Fewer things take up more column inches in the lifestyle sections on newsstands than healthy eating and dieting.
Much of the coverage is about macronutrients – which ones we should be eating and which to avoid. Currently the bogey man seems to be carbohydrate and the superhero, protein. As a psychologist I don’t have the expertise to evaluate the nutritional arguments, but as a human I’m pretty confused.
What I do know is that whilst what we consume clearly influences our health, how and why we consume those foods is powerfully influenced by psychological processes, many out of our awareness.
Psychological factors have an important part to play in the global challenge of feeding the world’s population, in terms of influencing what we eat and are willing to try (fried locusts anyone?), and the amount we consume.
In this post we’ll look at aspects of how our mental processes play a role in how we eat, and look at ways you can use this awareness to eat more in tune with your body.
The Human Appetite System
Along with the development of a huge brain, upright gait, opposable thumbs and whatever else makes us such an amazing species, our gut-brain axis evolved to help us navigate the world to meet our nutrient and energy requirements.
This system is truly awe-inspiring.
Three phases of digestion prepare the body for the arrival of food and optimise breakdown and absorption of nutrients:
— The Cephalic Phase occurs before food enters the stomach (starting in fact before it enters the mouth)
— The Gastric Phase is a period in which swallowed food activates activity in the stomach
— The Intestinal Phase begins in the duodenum as a response to the arriving food and it moderates gastric activity via hormones and nervous reflexes
Messages conveying information from each of these phases pass between the brain and the gut, helping regulate our intake. Subjectively, we experience these as hunger and fullness, and degrees of pleasure.
As infants, our appetite was largely regulated by these automatic brain-gut messages. As our perceptual, cognitive and affective processes developed, so did the factors that influenced our food choices, and how we ate.
I can’t do justice here to the complexity of the psychology of eating, but I can outline some of the functions the mind plays in how we eat.
Psychological influences on our eating
Eating is above all, a sensory experience.
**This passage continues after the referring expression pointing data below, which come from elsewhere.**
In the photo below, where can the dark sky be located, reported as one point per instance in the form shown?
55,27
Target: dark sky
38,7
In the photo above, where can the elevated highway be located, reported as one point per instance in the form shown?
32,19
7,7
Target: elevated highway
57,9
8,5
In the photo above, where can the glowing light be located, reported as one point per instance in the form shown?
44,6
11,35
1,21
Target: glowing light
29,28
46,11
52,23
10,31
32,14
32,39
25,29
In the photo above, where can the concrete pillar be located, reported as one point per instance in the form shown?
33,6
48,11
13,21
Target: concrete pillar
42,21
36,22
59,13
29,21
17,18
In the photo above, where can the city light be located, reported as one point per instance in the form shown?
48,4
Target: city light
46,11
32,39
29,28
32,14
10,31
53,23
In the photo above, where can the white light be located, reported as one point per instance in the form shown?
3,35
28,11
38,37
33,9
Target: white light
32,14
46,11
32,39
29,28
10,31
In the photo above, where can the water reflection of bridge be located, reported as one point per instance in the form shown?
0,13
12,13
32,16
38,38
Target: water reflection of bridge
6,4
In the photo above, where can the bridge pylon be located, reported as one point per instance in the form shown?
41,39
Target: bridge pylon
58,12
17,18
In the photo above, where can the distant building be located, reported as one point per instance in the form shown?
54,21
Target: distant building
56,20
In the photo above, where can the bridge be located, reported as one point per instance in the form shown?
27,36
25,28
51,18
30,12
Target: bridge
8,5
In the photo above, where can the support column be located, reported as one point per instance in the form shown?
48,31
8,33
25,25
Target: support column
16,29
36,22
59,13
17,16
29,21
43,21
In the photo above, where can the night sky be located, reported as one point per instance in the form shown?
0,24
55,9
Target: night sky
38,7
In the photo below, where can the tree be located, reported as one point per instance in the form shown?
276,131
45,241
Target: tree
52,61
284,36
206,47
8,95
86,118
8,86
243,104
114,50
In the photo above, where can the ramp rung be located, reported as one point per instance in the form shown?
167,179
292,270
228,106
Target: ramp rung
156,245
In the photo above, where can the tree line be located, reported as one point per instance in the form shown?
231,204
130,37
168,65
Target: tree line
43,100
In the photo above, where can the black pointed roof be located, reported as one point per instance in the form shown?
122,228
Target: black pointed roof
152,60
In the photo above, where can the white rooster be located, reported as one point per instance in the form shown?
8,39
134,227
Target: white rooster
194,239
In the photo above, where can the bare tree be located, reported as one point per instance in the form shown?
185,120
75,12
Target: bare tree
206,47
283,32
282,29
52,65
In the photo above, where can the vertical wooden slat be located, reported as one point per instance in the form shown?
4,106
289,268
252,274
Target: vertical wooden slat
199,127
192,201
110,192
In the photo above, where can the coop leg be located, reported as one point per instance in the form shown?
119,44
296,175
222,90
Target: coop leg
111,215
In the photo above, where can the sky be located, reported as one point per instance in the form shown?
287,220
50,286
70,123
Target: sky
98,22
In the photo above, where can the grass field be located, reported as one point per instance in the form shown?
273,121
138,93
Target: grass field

Our perception of what we’re eating and what’s happening inside us, plays a powerful role in the amount we eat, and the degree of satiety we experience.
- Interoceptive awareness
Neuronal signals from mechanoreceptors in the stomach wall signal the level of distension produced by the volume of food we are eating. This creates one type of fullness signal, and one that changes with successive mouthfuls.
Slower hormonal feedback which begins in the stomach continues into the duodenum and beyond, producing a second slower wave of feelings of fullness, as qualitative information about what has been ingested arrives in the brain*.
Hunger and fullness signals are, as we will see in this article, subject to influences to do with incoming information from our other senses and subject to cognitive factors.
- Sensory habituation – Taste specific satiety
Barbara Rolls, one of the world’s leading researchers into eating and appetite tells the story of an Italian feast she attended where 14 (yes fourteen) pasta courses preceded dessert. “Each was exquisitely prepared, aromatic, mouth-watering. Yet by the middle of the meal all but the heartiest eaters had given up”. Professor Rolls and her fellow diners abandoned the table and instead chatted and drank, ignoring the last 6 or 7 pasta dishes.
But when dessert arrived, suddenly everyone was interested. They sat down and tucked in. Professor Rolls tells this story to illustrate “taste-specific satiety” – the way we find successive mouthfuls of the same food, or the same sort of food, less pleasant.
It’s one of the mechanisms which helps us stop eating, and it generalises to similar foods. Sweet foods affect how enticing other sweet foods seem, and salty foods affect the appeal of other salty foods. It’s thought that taste-specific satiety evolved to ensure that we eat a balanced diet and consume all the nutrients we need.
In the lab, Rolls found that when people had sandwiches with 4 different fillings, they ate a third more than when they had just their favourite filling in all of the sandwiches.
- Perception of what’s on our plates
Charles Spence’s work (Spence and Piqueras-Fiszman, 2014) on the multisensory nature of taste perception has shown that a range of sensory factors influence our enjoyment of a meal.
Food is judged to be of higher quality when eaten using heavy cutlery. Crockery makes a difference too: a study by Piqueres-Fiszman et al (2011) used three bowls filled with same amount of yoghurt. The bowls only differed in weight. When people held the bowl in their hand whilst eating the yoghurt, the yoghurt in the heaviest bowl was rated as having more intense flavour, more expensive and more liked than that from the lightest bowl.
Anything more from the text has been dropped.